Middleton rattled off Dick’s career statistics that elevated him to an elite status: “OPS+ 156 tied with Frank Thomas and Willie Mays 19th all-time in baseball…

“Dick’s numbers would have been even more extraordinary had he played in a better environment. Some of the conditions he played in and lived with off the field were truly horrific.”

Before the ceremony where a small crowd of family and close friends wore specially made Allen No. 15 masks, Middleton shared why he picked the ceremony on Sept. 3 to honor Allen’s “Juneteenth” day. “It was the day in 1963 when Dick was promoted from Little Rock to the Phillies,” he said. Like Lincoln did during the depths of the Civil War, Middleton stressed that even during the middle of the coronavirus pandemic the time was now to honor Dick, who he considered a civil rights pioneer. During the ensuing ceremony Middleton reflected on the loss of civil-rights leader John Lewis as his inspiration to have this ceremony. Middleton even quoted Lewis, who had died weeks before, as to why he felt it was necessary now to honor Allen:

“When you see something that is not right, not fair, not just, you have to speak up. You have to say something; you have to do something.”

Middleton added:

“You still evoke in me the awe and wonderment of that nine-year old boy in the Jersey Shore. The Phillies organization is doing and saying something to correct what is historically not right and not fair and not just. Should this moment have occurred years ago? Unquestionably, yes…”

Dick Allen and his son Richard Allen, Jr. the morning of Dick’s #15 Retirement Ceremony.

Dick Allen and his son Richard Allen, Jr. the morning of Dick’s #15 Retirement Ceremony.

One to avoid self-aggrandizement in his life, Allen spoke for just a few minutes during the moving ceremony. He conveyed the pain and hardship he felt when the Phillies sent him in 1963 to Little Rock, then home of the Arkansas Travelers, the Phillies’ Triple A club. He was the first Black player in this community, which had become the civil-rights flashpoint in the national consciousness only six years previously. He wanted to leave and come home. But his mother, Eza Allen, convinced him to stay.

“God gave you talent and a place to show it,” recounted Allen about his mother’s encouraging words to her 22-year-old son. “Don’t let them drive you out.” His bat won over the fans by season’s end and he got promoted to the Phillies on Sept. 3, 1963.

Watch the video of the September 3, 2020 Allen Phillies #15 Retirement Ceremony…

Hall of Fame enshrinement eluded him in life

And the only aspect still unserved was Allen’s induction into the Hall of Fame.

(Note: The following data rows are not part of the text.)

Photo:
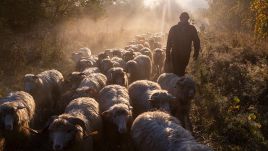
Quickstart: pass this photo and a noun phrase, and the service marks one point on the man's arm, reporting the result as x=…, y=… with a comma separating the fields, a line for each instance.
x=196, y=41
x=169, y=44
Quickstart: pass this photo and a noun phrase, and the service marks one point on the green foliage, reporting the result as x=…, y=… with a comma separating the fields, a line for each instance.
x=240, y=15
x=230, y=112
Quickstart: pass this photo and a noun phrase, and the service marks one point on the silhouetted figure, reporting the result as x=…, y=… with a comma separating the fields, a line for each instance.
x=179, y=45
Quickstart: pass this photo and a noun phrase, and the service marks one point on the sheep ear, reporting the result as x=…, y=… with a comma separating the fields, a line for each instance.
x=19, y=107
x=82, y=74
x=152, y=100
x=106, y=113
x=78, y=121
x=180, y=82
x=92, y=91
x=92, y=134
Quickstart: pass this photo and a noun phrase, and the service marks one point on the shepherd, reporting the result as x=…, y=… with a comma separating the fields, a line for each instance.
x=179, y=45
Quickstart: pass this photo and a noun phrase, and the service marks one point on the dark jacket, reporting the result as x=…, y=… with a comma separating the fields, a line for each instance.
x=179, y=42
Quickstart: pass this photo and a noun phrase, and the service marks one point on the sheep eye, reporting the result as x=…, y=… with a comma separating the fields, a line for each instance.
x=70, y=131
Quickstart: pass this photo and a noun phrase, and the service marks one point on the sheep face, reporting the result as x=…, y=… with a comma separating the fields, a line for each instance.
x=76, y=57
x=119, y=115
x=129, y=55
x=162, y=101
x=87, y=92
x=131, y=67
x=63, y=132
x=185, y=88
x=31, y=82
x=106, y=64
x=9, y=116
x=118, y=77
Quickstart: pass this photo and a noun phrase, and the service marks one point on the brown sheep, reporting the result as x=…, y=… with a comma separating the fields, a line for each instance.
x=72, y=131
x=16, y=112
x=184, y=90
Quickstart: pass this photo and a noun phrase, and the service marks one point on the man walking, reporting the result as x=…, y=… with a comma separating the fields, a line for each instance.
x=179, y=45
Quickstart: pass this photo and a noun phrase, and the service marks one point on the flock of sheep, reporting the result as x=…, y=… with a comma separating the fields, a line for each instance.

While Allen posted better numbers than many of his peers who were elected to the Hall of Fame by the Baseball Writers Association of America, he never received more than 18.9 percent of the necessary 75 percent for election. He fell off the ballot in 1997.

Allen’s Wins Above Replacement (WAR) stats prove his Hall of Fame value. He had seasons at 9.3 WAR (’72), 9.1 WAR (’64) and 7.8 WAR (’66.) Every eligible player with two 9+ WAR seasons has been inducted (except for Barry Bonds, who has been suspected of numbers that have been inflated due to PEDs.)

As with other controversial players, Allen’s off-the-field baggage he accumulated as a player, much of it unwarranted, much of it untrue, kept him from gaining entrance to the Hall of Fame during his life.

Now in the era of Black Lives Matter, Allen’s career is being seen in a whole new light and measured against the society in which he played and the injustices he encountered.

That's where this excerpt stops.